The conservative right uses ends justify the means logic to defend Big government support of military and moral adventurism (e.g. war on drugs), while the left defends Big government based on the same ends justify the means morality for domestic “wars” such as the war on poverty begun in the 1960s by LBJ.   The left has its pet wars: e.g. war on poverty; and the right has its pet wars:  the war on drugs.

All such domestic “wars” are convenient rationalizations for mobilizing big government interventions in society based on ends justify the means logic.     

The Scourge of Central Banking: 
A key underlying principle of the "New Center" proposed by the Mister Center blog is sound money. Sound money is a big subject that deserves a lot more attention than I can give here.  Suffice it to say that a
"Sound Money" system ensures limited government and vice versa

A sound money system can’t work sustainably with a big government overlay. This is because ultimately big government has to be paid for with debt, which requires easy money supplied by a central bank.

A big government easy money world promotes "vice." Speculators gain. Greed wins. Might makes right -- special interests buy access to political goodies.   Savers are suckers. 

In a world organized around Big Government, the little guys gets screwed because big business, finance and labor all of whom have the resources to "buy" big government support.  This is the inherent paradox undermining the Big Government world view.  Once Big government gets in the game of choosing winners and losers, it opens the way for being co opted by big business, big finance and big labor. 

Big government supporters pretend to be ethical and moral by voting for well intended government interventions, but such interventions are counter productive and self defeating and end up impoverishing society and hurting the disadvantaged most of all. 

Meanwhile, policy makers point fingers at each other across the political aisle ... and Rome burns.

In the wake of the great Credit Crisis of 2007 and Great Recession of 2008, governments across the world are promising to use regulations to inject virtue back into society and stability and transparency and sustainability in markets. But these are empty promises. As long as our "easy money" system remains in place based on a modern Central Banking framework, the unethical will find ways around the new rules and the virtuous (savers) will be systematically turned into suckers. 

Easy money literally turns savers into suckers.   

Money is not the root of all evil. In a sound money system, money is an objective measure of what a man contributes to the increase in productivity of society as a whole.
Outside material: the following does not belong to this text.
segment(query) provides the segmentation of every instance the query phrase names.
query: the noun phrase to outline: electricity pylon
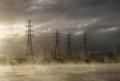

“Easy money” is the root of all evil.   Big government can’t work without easy money; thus no matter how good its intentions, big government is evil. This logic explains the old adage that the road to hell is paved with good intentions. 

A modern interpretation of this adage could be: the road to hell is paved by Big government.

Easy money facilitates the concentration of power in the Federal government, which leads ineluctably to the moral bankruptcy of our political leaders.  Lord Acton observed that "power corrupts and absolute power corrupts absolutely."  By facilitating the concentration of the power of the purse into the hands of our central government, central banking naturally is self corrupting. 
There is no guarantee of happiness or equal outcomes in the New Center.  Our founding fathers aimed to guarantee the pursuit of happiness, not happiness itself.

Life isn't fair.   The idea that the government can make life fair is to believe in Santa Claus. 

The New Center guarantees the right for all of us to pursue happiness and a rich life outside the coercive purview of our government.  That is freedom.